Le choix d’installer Windows s’apparente ainsi plus au non-choix, à un blanc-seing laissé
à Microsoft quand au contrôle de votre machine, avec la sécurité qu’on lui connaît. C’est aussi un
choix de facilité, au vu de la situation actuelle, mais également la caution d’une situation
inacceptable.

Le choix d’installer GNU/Linux, sur une machine de bureau, est avant tout moral et
éthique avant d’être pragmatique, alors que sur un serveur il s’impose plus logiquement. C’est
pourtant tout autant un choix de sécurité, puisque le code source ouvert garantit le contrôle que
l’on a sur le système, comme l’absence de porte dérobée. C’est aussi un choix courageux et
téméraire, par l’entrée dans ce qui reste encore une minorité technologiquement discriminée. Mais
ce serait aussi un signal fort envers les développeurs qui créent ces logiciels, les utilisateurs
confortés dans leur choix difficile, et enfin les fabricants de matériels qui pour certains encore
n’ont pas compris qu’il était de leur devoir et de leur intérêt de considérer tous les utilisateurs.
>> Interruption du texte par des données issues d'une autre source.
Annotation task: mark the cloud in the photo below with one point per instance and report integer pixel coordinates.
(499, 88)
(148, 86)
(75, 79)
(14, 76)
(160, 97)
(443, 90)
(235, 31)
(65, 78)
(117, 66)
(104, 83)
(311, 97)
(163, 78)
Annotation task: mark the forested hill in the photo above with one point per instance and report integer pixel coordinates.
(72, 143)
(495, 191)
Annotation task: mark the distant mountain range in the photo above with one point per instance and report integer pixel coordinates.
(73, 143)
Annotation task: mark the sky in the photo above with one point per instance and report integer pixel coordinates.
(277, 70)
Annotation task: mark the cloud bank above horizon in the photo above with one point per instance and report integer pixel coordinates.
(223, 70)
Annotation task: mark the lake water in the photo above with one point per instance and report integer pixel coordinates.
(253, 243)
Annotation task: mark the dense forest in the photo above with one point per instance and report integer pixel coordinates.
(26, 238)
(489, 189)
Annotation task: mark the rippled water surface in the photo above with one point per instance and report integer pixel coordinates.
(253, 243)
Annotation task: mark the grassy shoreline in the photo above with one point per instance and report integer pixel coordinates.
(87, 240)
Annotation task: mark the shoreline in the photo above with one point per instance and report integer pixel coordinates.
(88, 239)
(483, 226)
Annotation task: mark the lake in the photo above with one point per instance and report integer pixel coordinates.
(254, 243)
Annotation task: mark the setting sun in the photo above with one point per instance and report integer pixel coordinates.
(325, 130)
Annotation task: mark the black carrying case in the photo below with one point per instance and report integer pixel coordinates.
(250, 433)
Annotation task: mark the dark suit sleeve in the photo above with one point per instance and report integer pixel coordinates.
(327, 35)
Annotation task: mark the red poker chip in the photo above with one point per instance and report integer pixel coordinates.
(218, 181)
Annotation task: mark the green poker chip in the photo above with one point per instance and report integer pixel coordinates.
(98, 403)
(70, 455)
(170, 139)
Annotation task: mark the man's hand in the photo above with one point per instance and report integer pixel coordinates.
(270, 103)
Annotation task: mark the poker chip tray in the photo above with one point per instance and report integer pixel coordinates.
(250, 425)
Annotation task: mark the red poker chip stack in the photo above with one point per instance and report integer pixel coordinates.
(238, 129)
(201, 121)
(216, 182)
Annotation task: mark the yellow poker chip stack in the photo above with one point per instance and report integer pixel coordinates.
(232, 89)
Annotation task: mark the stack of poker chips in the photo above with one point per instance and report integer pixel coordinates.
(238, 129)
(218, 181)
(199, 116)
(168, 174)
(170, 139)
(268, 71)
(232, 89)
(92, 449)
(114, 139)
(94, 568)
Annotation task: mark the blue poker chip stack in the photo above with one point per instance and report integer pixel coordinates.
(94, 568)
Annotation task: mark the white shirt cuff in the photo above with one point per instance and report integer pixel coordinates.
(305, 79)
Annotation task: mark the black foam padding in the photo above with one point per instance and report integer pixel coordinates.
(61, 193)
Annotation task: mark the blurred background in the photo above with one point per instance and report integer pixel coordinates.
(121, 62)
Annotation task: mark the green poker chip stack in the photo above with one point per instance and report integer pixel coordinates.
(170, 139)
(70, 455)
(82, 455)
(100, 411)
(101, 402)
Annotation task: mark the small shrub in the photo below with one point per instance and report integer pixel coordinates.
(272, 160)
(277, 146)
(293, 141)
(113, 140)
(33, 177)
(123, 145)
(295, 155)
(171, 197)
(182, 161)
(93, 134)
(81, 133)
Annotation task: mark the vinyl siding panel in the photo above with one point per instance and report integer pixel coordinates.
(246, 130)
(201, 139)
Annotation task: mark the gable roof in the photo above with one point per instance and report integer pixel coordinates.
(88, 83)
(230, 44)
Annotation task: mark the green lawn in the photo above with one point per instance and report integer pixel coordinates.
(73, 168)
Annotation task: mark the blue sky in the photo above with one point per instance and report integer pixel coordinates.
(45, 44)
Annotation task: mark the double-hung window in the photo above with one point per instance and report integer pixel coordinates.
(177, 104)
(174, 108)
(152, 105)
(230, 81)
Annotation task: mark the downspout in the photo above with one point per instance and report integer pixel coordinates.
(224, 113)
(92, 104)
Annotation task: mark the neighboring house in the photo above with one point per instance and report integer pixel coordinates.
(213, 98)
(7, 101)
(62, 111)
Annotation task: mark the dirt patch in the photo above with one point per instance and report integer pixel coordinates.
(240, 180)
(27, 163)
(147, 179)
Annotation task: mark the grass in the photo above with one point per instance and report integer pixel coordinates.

Ne vous y trompez pas, la majorité des problèmes qui pourraient survenir lors de
l’utilisation de GNU/Linux ne sont pas de son fait ou des développeurs qui l’ont écrit, mais bien de
Microsoft, Apple, et d’autres éditeurs, qui par leur politique de fermeture compliquent inutilement
l’interopérabilité entre leur système et les autres, à dessein bien sûr, puisque leur but est le
monopole. D’ailleurs il est à prévoir des incompatibilités entre GNU/Linux et l’infrastructure
choisie par la questure pour la gestion des courriels, à savoir Microsoft Exchange, bien connu
pour ne respecter aucun standard hormis le sien, c’est à dire donc aucun, puisque les formats et
protocoles d’Exchange ne sont en rien normalisés ni donc standard (de jure). Alors même que les
logiciels de courriel de GNU/Linux respectent de nombreux standards et normes. Pour résumer,
dire que GNU/Linux pose problème serait simplement inverser la situation causée par ces
monopoles.

Une métaphore que j’utilise depuis des années sans succès, mais pourtant découverte aussi récemment par un juge, s’énonce ainsi :

« La vente liée d’un système d’exploitation avec un ordinateur revient à l’obligation d’embauche d’un chauffeur à l’achat d’une voiture. »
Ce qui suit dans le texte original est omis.